Consider the following code (with obvious parts left out)
main = do
let s = "123456";
let len = runReader calculateContentLength s
putStrLn $ "Original 's' length: " ++ (show len)
calculateContentLength :: Reader String Int
calculateContentLength = do
content <- ask -- this seems to be the same as 'reader id'
return (length content);
How does 'ask' get at the string parameter? It's my understanding that because of the type declaration
calculateContentLength :: Reader String Int
the function 'calculateContentLength' has a return type (of type Reader String Int) but it has no incoming arguments.
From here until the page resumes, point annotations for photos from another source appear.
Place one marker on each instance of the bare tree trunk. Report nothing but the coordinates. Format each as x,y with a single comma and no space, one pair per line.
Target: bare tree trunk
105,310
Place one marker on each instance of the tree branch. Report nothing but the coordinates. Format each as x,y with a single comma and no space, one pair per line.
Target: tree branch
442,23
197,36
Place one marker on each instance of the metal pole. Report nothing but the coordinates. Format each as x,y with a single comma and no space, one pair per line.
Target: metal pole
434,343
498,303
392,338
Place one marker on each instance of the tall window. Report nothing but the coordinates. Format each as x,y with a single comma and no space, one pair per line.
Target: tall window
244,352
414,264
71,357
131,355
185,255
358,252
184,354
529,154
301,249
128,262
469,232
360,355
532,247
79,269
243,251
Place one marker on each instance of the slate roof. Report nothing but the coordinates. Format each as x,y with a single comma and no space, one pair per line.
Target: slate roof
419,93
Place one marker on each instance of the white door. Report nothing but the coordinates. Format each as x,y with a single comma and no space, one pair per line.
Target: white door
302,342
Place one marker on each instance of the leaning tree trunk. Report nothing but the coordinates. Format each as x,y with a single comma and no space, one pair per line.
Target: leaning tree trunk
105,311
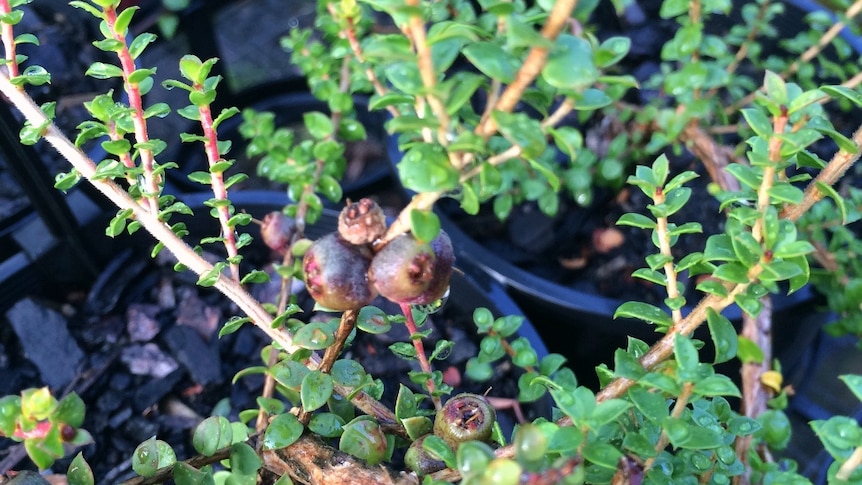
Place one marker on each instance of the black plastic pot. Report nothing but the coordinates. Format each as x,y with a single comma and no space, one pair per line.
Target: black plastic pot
289,101
579,323
470,288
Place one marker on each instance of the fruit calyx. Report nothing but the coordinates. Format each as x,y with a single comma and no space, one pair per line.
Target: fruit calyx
465,417
336,273
361,222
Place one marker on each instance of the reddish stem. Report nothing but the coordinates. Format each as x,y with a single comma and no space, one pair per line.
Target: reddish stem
8,37
217,183
407,310
151,188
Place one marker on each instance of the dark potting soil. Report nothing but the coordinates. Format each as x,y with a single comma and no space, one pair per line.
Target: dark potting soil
150,362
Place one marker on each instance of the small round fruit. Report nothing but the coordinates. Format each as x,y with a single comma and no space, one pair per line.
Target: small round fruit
465,417
276,230
441,273
336,274
403,269
420,461
362,222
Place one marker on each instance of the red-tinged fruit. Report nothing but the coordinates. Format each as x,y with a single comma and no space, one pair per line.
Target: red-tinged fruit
276,231
465,417
362,222
336,273
444,262
403,269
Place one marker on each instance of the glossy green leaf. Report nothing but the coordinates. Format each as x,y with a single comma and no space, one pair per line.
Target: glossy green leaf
716,385
492,60
776,88
328,425
364,439
79,472
523,131
644,311
289,373
852,95
723,336
426,168
151,455
70,410
425,225
652,405
185,474
315,335
602,454
686,357
282,431
316,390
570,64
636,220
685,435
732,272
212,434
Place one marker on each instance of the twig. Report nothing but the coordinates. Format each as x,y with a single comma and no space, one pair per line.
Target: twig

I realize that the function itself is simply one of two arguments being passed into the runReader function but how exactly does the second parameter to runReader, 's', get tied to 'ask' inside 'calculateContentLength'?
In other words, how does 'calculateContentLength' "know" about (and get access to) the second argument passed with 'runReader'?
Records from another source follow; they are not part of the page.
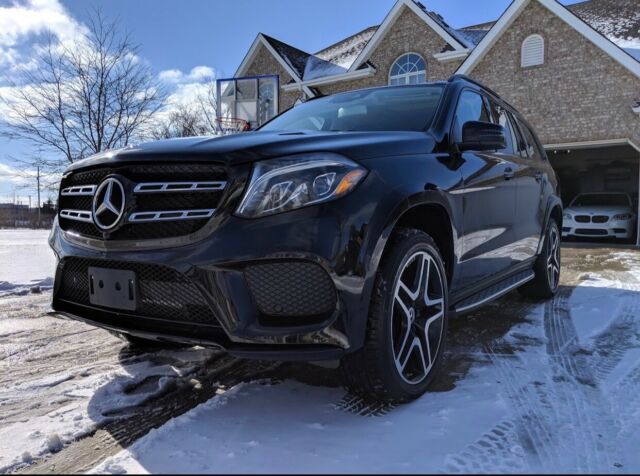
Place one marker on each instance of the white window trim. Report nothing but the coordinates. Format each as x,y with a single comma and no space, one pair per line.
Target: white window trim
413,73
514,10
528,62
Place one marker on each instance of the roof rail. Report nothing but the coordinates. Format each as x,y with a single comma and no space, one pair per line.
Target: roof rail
462,77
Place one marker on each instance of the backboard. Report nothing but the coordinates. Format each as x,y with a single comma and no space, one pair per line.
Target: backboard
253,99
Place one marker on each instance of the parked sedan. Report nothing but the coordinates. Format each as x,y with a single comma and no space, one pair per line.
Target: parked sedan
600,214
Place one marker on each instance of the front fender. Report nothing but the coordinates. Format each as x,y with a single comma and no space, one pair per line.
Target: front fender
552,202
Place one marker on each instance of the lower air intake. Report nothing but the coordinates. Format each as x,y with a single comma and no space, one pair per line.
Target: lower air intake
163,293
291,288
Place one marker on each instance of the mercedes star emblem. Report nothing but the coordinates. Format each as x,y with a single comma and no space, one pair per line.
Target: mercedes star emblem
108,204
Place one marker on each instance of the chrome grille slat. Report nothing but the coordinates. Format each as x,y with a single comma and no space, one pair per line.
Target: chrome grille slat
161,187
79,190
77,215
170,215
170,199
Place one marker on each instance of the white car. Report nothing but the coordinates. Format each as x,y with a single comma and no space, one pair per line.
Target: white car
600,215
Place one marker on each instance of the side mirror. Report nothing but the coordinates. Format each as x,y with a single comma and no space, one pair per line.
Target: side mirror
478,135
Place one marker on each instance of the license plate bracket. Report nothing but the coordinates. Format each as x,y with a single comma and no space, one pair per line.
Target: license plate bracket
114,288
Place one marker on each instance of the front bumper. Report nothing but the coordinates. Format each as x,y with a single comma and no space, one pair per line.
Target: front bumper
612,229
336,239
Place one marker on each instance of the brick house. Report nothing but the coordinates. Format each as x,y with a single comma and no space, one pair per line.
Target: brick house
573,71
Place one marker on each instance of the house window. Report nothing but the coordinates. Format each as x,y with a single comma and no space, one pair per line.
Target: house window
532,51
410,68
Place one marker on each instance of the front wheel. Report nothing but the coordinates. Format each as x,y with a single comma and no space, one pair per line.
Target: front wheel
547,268
407,323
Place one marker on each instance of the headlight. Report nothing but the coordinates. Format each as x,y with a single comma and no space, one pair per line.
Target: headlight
280,185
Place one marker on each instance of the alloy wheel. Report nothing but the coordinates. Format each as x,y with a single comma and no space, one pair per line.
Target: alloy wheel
553,258
417,317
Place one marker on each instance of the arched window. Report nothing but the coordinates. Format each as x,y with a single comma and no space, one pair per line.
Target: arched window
410,68
532,51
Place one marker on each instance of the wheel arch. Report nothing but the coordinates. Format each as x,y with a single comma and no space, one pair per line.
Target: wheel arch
554,210
431,215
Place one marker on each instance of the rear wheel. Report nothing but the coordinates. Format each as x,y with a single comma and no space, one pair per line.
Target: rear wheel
547,268
407,323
Let’s look at one way to define Reader.
newtype Reader r a = Reader { runReader :: r -> a }
So Reader is a constructor that takes a function. That function takes the environment of type r, and returns a result of type a.
ask = Reader { runReader = \env -> env }
ask = Reader id
The return operation just ignores the environment and returns a value.
return x = Reader { runReader = \_ -> x }
The m >>= n operation does simple sequencing: it takes the environment, runs m in that environment, then runs n in the same environment, passing it the result of m.
m >>= n = Reader $ \env -> let
a = runReader m env
in runReader (n a) env
So now we can take your example, desugar it, and reduce it step by step.
calculateContentLength = do
content <- ask
return (length content)
-- substitute definition of 'ask'
calculateContentLength = do
content <- Reader id
return (length content)
-- substitute definition of 'return'
calculateContentLength = do
content <- Reader id
Reader (\_ -> length content)
-- desugar 'do' into '>>='
calculateContentLength =
Reader id >>= \content -> Reader (\_ -> length content)
-- definition of '>>='
calculateContentLength = Reader $ \env -> let
a = runReader (Reader id) env
in runReader ((\content -> Reader (\_ -> length content)) a) env
-- reduce lambda
calculateContentLength = Reader $ \env -> let
a = runReader (Reader id) env
in runReader (Reader (\_ -> length a)) env
-- definition of 'runReader'
calculateContentLength = Reader $ \env -> let
a = id env
in runReader (Reader (\_ -> length a)) env
-- definition of 'id'
calculateContentLength = Reader $ \env -> let
a = env
in runReader (Reader (\_ -> length a)) env
-- remove redundant variable
calculateContentLength = Reader $ \env
-> runReader (Reader (\_ -> length env)) env
-- definition of 'runReader'
calculateContentLength = Reader $ \env -> (\_ -> length env) env
-- reduce
calculateContentLength = Reader $ \env -> (length env)
calculateContentLength = Reader length
Now it should be easier to see how runReader calculateContentLength is the same as just length, and how ask is not magical—the monad’s >>= operation builds a function that implicitly passes the environment along for you when you run the computation with runReader.
In reality, Reader is defined in terms of ReaderT, which uses monadic actions instead of pure functions, but the form of its implementation is essentially the same.